A llegar a los dominios de la Iglesia, nos movimos despacio, silenciando nuestros pasos sobre un césped impecable, hasta dar por fin con una columna sobre la que se alzaba una escultura dorada de San Pablo. El apóstol alzaba su mano derecha mientras sostenía una larga cruz con la izquierda. No sabría decir si saludaba, o detenía a los viajeros antes de permitirles la entrada a su morada. Entramos despistados, errantes, y acabamos atravesando un conducto que daba a los niveles inferiores de la catedral, no sin antes observar pasmados que allí mismo había una elegante aunque extraña cafetería. Tras consultar precios y folletos, nos dirigimos a una taquilla donde dos mujeres, aburridas, intercambiaban palabras mientras atendían con la indisimulada parsimonia de dos víctimas de la rutina.
El nivel subterráneo adentraba al visitante en una laberíntica y oscura cripta donde descansaba parte del pasado de Inglaterra. Recorrimos tumbas y figuras varias, retenidas en tiempos pasados, y que mezclaban la sencillez de la piedra más austera con el tronío del cofre donde yacen los restos del Almirante Nelson. En todo momento fuimos invitados a guardar silencio y respeto, a ocultar nuestros pasos, a pedir perdón por estar allí. Una luz cálida guardaba los restos del Duque de Wellington, en medio de un tono fantasmal que lo cubría todo, incluyendo una pequeña maqueta que mostraba el aspecto de la Catedral antes del Gran Incendio de 1666. Lejos de engalanarse con una cúpula gris, sobre los muros se alzaba una enorme aguja a la que se renunció tras su reconstrucción.
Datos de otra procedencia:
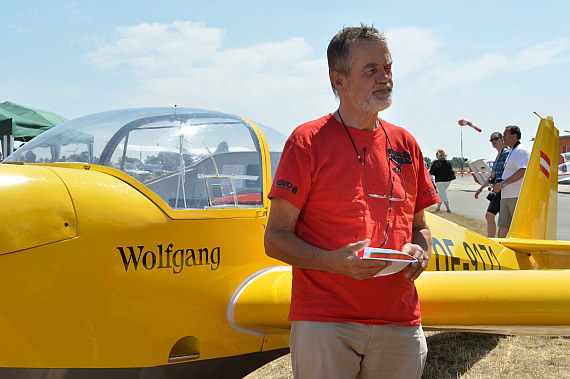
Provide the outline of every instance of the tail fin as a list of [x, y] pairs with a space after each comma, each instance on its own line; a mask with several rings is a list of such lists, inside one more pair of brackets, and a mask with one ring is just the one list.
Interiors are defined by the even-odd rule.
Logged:
[[540, 117], [507, 238], [555, 240], [557, 206], [558, 129], [551, 116]]

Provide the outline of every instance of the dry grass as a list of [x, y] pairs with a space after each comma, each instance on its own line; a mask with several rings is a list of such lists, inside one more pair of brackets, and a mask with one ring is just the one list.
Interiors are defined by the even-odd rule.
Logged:
[[[482, 221], [456, 213], [436, 214], [486, 234], [487, 227]], [[569, 337], [467, 332], [426, 332], [426, 337], [429, 353], [422, 378], [570, 378]], [[293, 378], [290, 356], [276, 359], [246, 378]]]

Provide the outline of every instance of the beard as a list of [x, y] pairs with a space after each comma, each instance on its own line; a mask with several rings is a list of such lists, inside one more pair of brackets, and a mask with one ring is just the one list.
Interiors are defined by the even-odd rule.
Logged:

Todo, o casi todo, había desaparecido bajo un fuego que ese día se camuflaba entre los tejidos del recuerdo.
El siguiente paso de la visita era la capilla, que alimentaba sus estancias con la luz que penetraba por sus ventanales, dando claridad a unos muros que mezclaban la limpieza del color marfil con la elegancia del dorado. Fue allí, sobre las teselas blancas y negras que daban al suelo el aspecto de un inmenso tablero de ajedrez, cuando fue imposible contener el aliento al alzar la mirada. Lo que desde fuera parece una gran cúpula, allí dentro se transformaba en una majestuosa obra de arte, llena de detalles, frescos e imágenes santorales. Nuestra sorpresa llegó al ver que un recorrido de más de doscientos escalones nos llevaba directamente a la cúpula, en lo que llaman la Galería de los Susurros. Allí donde el más leve sonido se traslada lejos en la distancia, pudimos descender la mirada y ver desde arriba el interior de la catedral. Fue necesario un ejercicio de contención para no elevar un grito de admiración. No sé que vieron mis amigos, pero yo me ví a mí mismo unos minutos antes, y vi a un peregrino alzando su mirada y preguntándose si Dios se la devolvía.
Tras unos minutos en silencio, inmóviles, incapaces de dejar de mirar hacia abajo, salimos fuera, y ascendimos cien escalones más hacia un balcón donde toda Londres parecía tener alcance. Lamentablemente, nuestros deseos por seguir ascendiendo se vieron quebrados. No podía accederse a la Galería Dorada, cuyos secretos eran guardados tras una puerta cerrada, y que precisaba de quinientos escalones más para llegar. Ese momento fue preciso para recordar nuestra posición de peregrinos, y tener claro que, en los dominios de San Pablo, el célebre apóstol es el único con derecho a mirar desde el cielo.